A butter cake is a cake in which one of the main ingredients is butter. Butter cakes consist of taking the most basic of ingredients - butter, sugar, eggs, flour, and a leavening agent (baking powder or baking soda) - and transforming them into a baked good.
These cakes are considered one of the quintessential cakes in American baking. They find their origins in the English pound cake, which traditionally used equal parts of butter, flour, sugar, and eggs to produce a heavy, rich cake.
The invention of baking powder and other chemical leavening agents during the 19th century substantially increased the flexibility of this traditional pound cake by introducing the possibility of creating lighter, fluffier cakes using these traditional combinations of ingredients, and it is this transformation that brought about the modern butter cake.

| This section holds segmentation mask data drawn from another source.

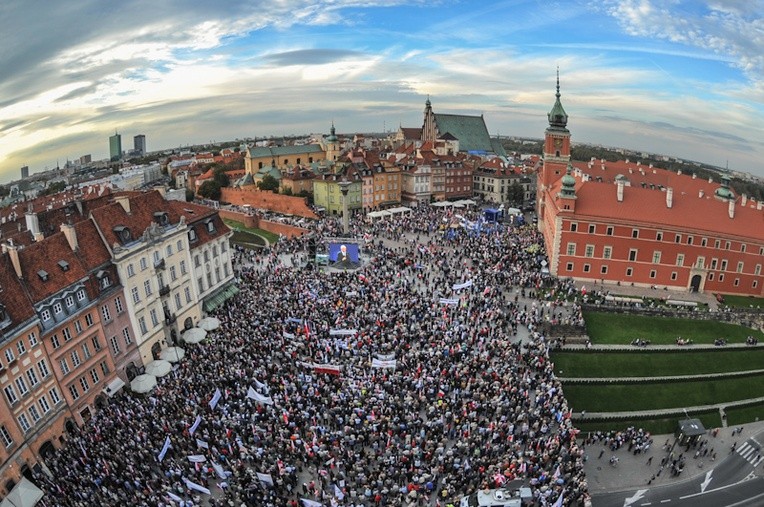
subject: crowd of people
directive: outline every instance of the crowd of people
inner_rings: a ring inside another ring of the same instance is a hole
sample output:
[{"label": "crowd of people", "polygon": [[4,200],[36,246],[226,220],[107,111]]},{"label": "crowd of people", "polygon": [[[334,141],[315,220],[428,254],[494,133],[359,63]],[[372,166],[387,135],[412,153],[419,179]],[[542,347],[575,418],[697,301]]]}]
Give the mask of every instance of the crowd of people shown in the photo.
[{"label": "crowd of people", "polygon": [[446,234],[451,216],[354,219],[357,270],[306,264],[300,239],[239,252],[220,327],[46,460],[45,505],[446,507],[515,480],[535,505],[585,505],[538,331],[581,323],[574,288],[542,273],[533,227]]}]

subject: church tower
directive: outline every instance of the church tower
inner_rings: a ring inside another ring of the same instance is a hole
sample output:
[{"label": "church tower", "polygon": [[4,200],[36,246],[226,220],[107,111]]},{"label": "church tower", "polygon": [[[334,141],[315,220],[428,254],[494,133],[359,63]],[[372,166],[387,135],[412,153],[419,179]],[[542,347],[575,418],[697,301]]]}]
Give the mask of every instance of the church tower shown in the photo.
[{"label": "church tower", "polygon": [[437,131],[435,126],[435,113],[432,112],[430,96],[427,96],[427,102],[424,103],[424,123],[422,124],[422,142],[435,141]]},{"label": "church tower", "polygon": [[326,137],[326,160],[335,162],[340,155],[340,142],[337,139],[337,133],[334,130],[334,121],[329,135]]},{"label": "church tower", "polygon": [[570,131],[568,114],[560,102],[560,69],[557,69],[557,93],[552,110],[547,115],[549,127],[544,131],[544,165],[539,187],[548,187],[565,174],[570,162]]}]

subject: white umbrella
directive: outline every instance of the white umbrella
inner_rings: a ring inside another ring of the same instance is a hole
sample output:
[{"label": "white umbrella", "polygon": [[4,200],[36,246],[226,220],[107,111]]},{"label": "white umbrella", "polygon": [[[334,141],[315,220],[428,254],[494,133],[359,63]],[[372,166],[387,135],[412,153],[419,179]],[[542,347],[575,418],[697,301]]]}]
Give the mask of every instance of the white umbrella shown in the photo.
[{"label": "white umbrella", "polygon": [[182,340],[186,343],[199,343],[207,336],[207,331],[198,327],[192,327],[183,332]]},{"label": "white umbrella", "polygon": [[204,329],[205,331],[213,331],[220,327],[220,319],[217,317],[205,317],[201,321],[199,321],[199,324],[197,327],[200,327]]},{"label": "white umbrella", "polygon": [[177,363],[183,356],[186,355],[186,351],[180,347],[167,347],[159,354],[159,359],[170,361],[171,363]]},{"label": "white umbrella", "polygon": [[517,208],[507,208],[504,211],[507,213],[507,215],[519,215],[522,213],[522,211]]},{"label": "white umbrella", "polygon": [[156,361],[151,361],[146,365],[145,373],[146,375],[154,375],[155,377],[164,377],[170,373],[170,370],[172,370],[170,361],[157,359]]},{"label": "white umbrella", "polygon": [[130,389],[135,393],[147,393],[157,385],[157,378],[154,375],[138,375],[130,381]]}]

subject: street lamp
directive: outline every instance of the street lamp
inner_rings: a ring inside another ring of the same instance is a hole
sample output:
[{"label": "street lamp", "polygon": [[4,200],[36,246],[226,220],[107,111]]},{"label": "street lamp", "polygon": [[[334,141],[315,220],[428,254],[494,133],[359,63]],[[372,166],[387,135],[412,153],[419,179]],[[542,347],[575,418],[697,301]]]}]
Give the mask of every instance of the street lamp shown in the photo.
[{"label": "street lamp", "polygon": [[342,192],[342,232],[345,236],[348,235],[348,190],[350,190],[350,185],[351,183],[345,177],[339,182],[340,192]]}]

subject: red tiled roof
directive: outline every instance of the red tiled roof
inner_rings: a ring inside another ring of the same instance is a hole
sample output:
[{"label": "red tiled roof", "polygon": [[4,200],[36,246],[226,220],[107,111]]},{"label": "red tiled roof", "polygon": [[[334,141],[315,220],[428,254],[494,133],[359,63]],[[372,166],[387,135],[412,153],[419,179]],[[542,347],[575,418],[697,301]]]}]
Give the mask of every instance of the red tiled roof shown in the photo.
[{"label": "red tiled roof", "polygon": [[143,234],[147,227],[154,220],[155,211],[167,211],[171,224],[178,223],[180,215],[174,208],[167,205],[158,191],[150,192],[120,192],[119,195],[129,196],[130,213],[128,214],[122,205],[118,202],[103,206],[93,210],[92,216],[98,225],[99,230],[106,238],[109,246],[119,243],[119,239],[114,233],[114,228],[121,225],[130,229],[133,238]]},{"label": "red tiled roof", "polygon": [[16,276],[10,255],[7,253],[0,256],[0,288],[2,288],[0,303],[5,306],[5,311],[13,326],[34,316],[34,310],[26,295],[26,290]]},{"label": "red tiled roof", "polygon": [[[24,284],[35,303],[88,275],[79,261],[79,254],[72,251],[64,234],[60,232],[19,250],[19,260]],[[58,265],[59,261],[68,264],[66,271]],[[38,276],[40,271],[48,274],[47,280]]]}]

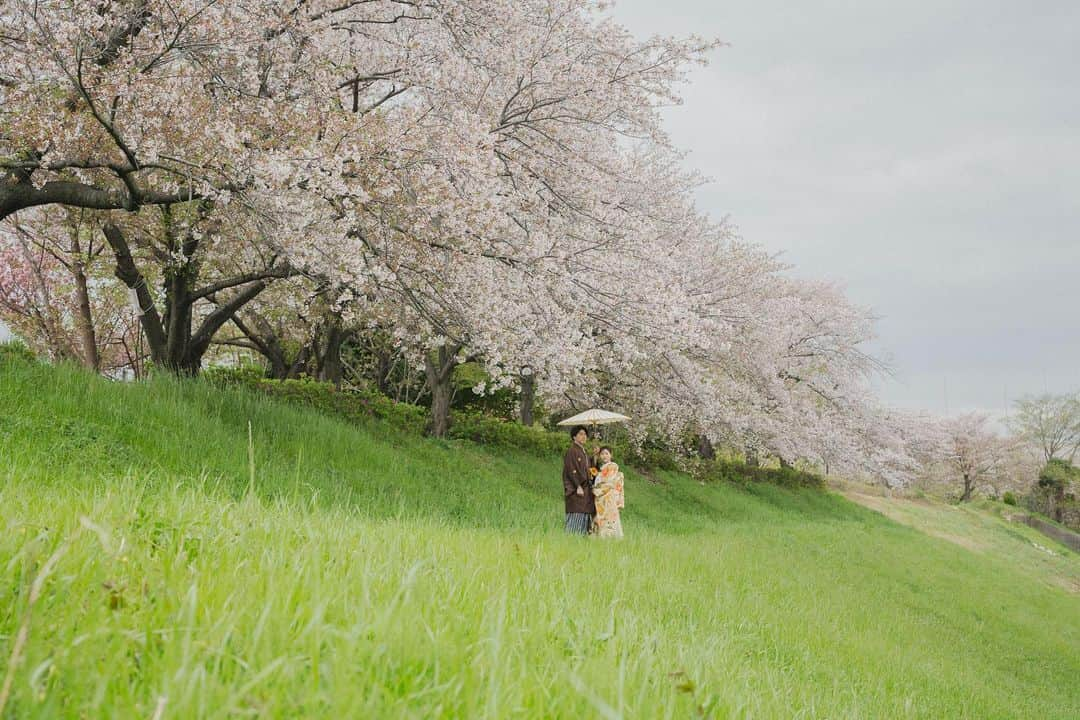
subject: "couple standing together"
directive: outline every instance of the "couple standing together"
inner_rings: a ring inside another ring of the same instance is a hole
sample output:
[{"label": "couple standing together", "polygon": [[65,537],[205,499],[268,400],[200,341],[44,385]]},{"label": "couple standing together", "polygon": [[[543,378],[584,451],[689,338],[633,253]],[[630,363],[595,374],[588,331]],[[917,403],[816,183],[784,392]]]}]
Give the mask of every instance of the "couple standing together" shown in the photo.
[{"label": "couple standing together", "polygon": [[589,431],[578,425],[570,431],[573,444],[563,458],[566,532],[572,535],[622,537],[623,474],[611,461],[611,448],[601,447],[592,458],[585,450]]}]

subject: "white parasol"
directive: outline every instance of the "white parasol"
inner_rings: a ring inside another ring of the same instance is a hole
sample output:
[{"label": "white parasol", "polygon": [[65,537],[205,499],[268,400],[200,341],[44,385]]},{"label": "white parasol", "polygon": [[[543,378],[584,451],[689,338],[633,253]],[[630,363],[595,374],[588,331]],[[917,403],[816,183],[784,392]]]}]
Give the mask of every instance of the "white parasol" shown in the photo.
[{"label": "white parasol", "polygon": [[571,425],[609,425],[611,423],[626,422],[629,419],[630,418],[625,415],[620,415],[617,412],[592,408],[591,410],[580,412],[573,417],[560,420],[558,425],[560,427],[569,427]]}]

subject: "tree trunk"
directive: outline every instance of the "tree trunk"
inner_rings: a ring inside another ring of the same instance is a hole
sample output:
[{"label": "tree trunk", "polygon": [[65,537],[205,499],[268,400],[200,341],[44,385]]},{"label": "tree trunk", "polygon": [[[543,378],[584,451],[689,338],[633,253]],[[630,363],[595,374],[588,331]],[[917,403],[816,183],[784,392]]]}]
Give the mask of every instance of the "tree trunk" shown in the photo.
[{"label": "tree trunk", "polygon": [[[92,249],[90,252],[92,252]],[[98,352],[97,334],[94,332],[94,314],[90,308],[90,290],[86,282],[86,265],[82,260],[83,251],[79,243],[79,231],[77,228],[71,233],[71,255],[74,258],[71,265],[71,276],[75,280],[75,324],[79,332],[79,345],[81,345],[79,358],[86,368],[94,372],[101,372],[101,355]]]},{"label": "tree trunk", "polygon": [[346,333],[341,328],[341,316],[330,313],[326,323],[326,345],[319,362],[319,380],[334,383],[336,388],[341,387],[341,344],[345,337]]},{"label": "tree trunk", "polygon": [[431,391],[431,418],[427,431],[432,437],[446,437],[450,430],[450,400],[454,394],[452,379],[460,349],[460,346],[443,345],[424,356],[424,372],[428,390]]},{"label": "tree trunk", "polygon": [[296,354],[296,358],[290,363],[285,352],[263,352],[261,347],[256,347],[259,353],[266,358],[266,377],[270,380],[296,380],[309,370],[308,359],[311,348],[304,346]]},{"label": "tree trunk", "polygon": [[964,494],[960,496],[960,502],[968,502],[971,500],[971,494],[975,490],[975,482],[970,476],[964,475]]},{"label": "tree trunk", "polygon": [[266,359],[266,377],[270,380],[292,380],[308,370],[310,344],[300,348],[296,357],[290,361],[281,338],[264,317],[248,312],[243,317],[234,315],[232,322],[248,339],[252,348]]},{"label": "tree trunk", "polygon": [[[163,212],[166,215],[166,232],[169,232],[168,211]],[[135,265],[123,232],[114,223],[106,223],[103,231],[116,259],[116,277],[135,291],[141,313],[139,321],[150,346],[151,359],[155,365],[177,375],[197,375],[203,356],[221,326],[265,290],[269,278],[287,277],[294,272],[287,266],[272,267],[262,272],[238,275],[195,291],[192,288],[198,276],[198,267],[191,258],[198,241],[189,236],[176,245],[176,249],[189,262],[181,268],[171,269],[165,278],[165,311],[164,315],[159,315],[154,298],[146,287],[146,278]],[[219,292],[230,288],[235,289],[230,299],[217,299]],[[198,329],[193,330],[194,305],[200,299],[211,300],[217,308],[203,319]]]},{"label": "tree trunk", "polygon": [[86,272],[82,264],[75,265],[75,306],[78,311],[76,323],[79,327],[79,354],[83,365],[94,372],[101,372],[101,355],[98,353],[97,334],[94,332],[94,316],[90,309],[90,291],[86,285]]},{"label": "tree trunk", "polygon": [[375,385],[379,388],[379,392],[387,397],[391,394],[390,371],[393,366],[393,357],[389,352],[375,351]]},{"label": "tree trunk", "polygon": [[439,381],[431,388],[431,420],[428,434],[442,438],[450,431],[450,383]]},{"label": "tree trunk", "polygon": [[757,450],[746,448],[746,464],[749,467],[758,467],[761,465],[761,459],[758,457]]},{"label": "tree trunk", "polygon": [[139,324],[142,325],[146,343],[150,347],[150,359],[157,365],[165,364],[165,330],[161,325],[161,317],[158,315],[154,298],[146,287],[146,278],[135,266],[135,260],[131,257],[127,239],[120,228],[113,223],[105,223],[102,231],[105,239],[112,247],[113,256],[116,258],[116,270],[114,274],[128,289],[133,290],[135,302],[139,306]]},{"label": "tree trunk", "polygon": [[536,404],[536,375],[533,373],[521,376],[521,424],[531,427],[533,424],[533,407]]},{"label": "tree trunk", "polygon": [[[194,377],[202,366],[203,353],[193,352],[191,342],[193,272],[183,268],[165,280],[164,365],[178,375]],[[205,352],[205,351],[204,351]]]},{"label": "tree trunk", "polygon": [[274,354],[267,355],[262,354],[266,358],[266,377],[270,380],[284,380],[289,377],[289,365],[285,362],[284,355]]},{"label": "tree trunk", "polygon": [[300,348],[300,352],[296,353],[296,359],[293,360],[292,365],[289,366],[289,371],[285,376],[286,380],[296,380],[301,375],[308,371],[308,363],[311,360],[311,347],[305,345]]},{"label": "tree trunk", "polygon": [[698,457],[702,460],[713,460],[716,458],[716,448],[713,447],[709,438],[704,435],[698,436],[697,452]]}]

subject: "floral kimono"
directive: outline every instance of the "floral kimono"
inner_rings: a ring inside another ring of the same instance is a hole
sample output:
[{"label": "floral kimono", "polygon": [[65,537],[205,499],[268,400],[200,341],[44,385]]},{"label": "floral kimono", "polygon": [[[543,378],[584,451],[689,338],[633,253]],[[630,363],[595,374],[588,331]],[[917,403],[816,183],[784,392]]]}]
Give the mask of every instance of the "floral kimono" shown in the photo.
[{"label": "floral kimono", "polygon": [[600,537],[622,537],[619,508],[623,506],[623,474],[618,465],[609,462],[600,468],[593,494],[596,495],[594,532]]}]

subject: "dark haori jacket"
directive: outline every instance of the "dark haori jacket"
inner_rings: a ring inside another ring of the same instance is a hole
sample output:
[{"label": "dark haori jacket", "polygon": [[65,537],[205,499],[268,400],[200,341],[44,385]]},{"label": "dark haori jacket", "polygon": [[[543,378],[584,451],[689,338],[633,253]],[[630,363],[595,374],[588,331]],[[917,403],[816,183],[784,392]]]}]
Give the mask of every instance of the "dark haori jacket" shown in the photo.
[{"label": "dark haori jacket", "polygon": [[[585,450],[577,443],[571,445],[566,451],[566,457],[563,458],[562,470],[566,512],[596,514],[596,498],[593,497],[592,492],[593,480],[592,473],[589,472],[590,467],[592,467],[592,461],[589,460]],[[584,489],[584,495],[577,494],[579,487]]]}]

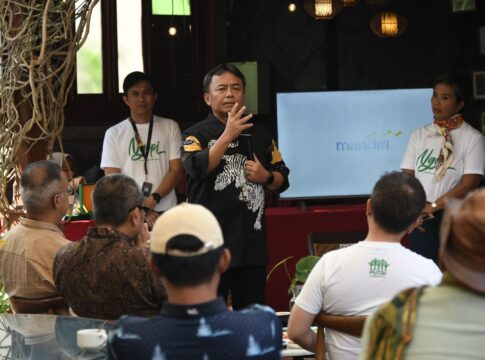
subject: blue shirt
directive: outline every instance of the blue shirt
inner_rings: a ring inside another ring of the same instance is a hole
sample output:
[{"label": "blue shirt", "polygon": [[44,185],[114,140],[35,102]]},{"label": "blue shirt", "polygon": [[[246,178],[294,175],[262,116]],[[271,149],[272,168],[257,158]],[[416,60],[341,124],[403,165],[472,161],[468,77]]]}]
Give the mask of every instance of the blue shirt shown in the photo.
[{"label": "blue shirt", "polygon": [[165,303],[160,316],[123,316],[109,334],[110,359],[280,359],[281,322],[252,305],[228,311],[222,299],[193,306]]}]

Butter cakes are traditionally made using a creaming method, in which the butter and sugar are first beaten until fluffy to incorporate air into the butter. Eggs are then added gradually, creating an emulsion, followed by alternating portions of wet and dry ingredients. Butter cakes are often considered[by whom?] to be unsurpassed in their richness and moistness when stored at room temperature, but they tend to stiffen, dry out, and lose flavor when refrigerated, making them unsuitable for filling or frosting in advance with ingredients that must be refrigerated, such as cream cheesefrosting and pastry cream.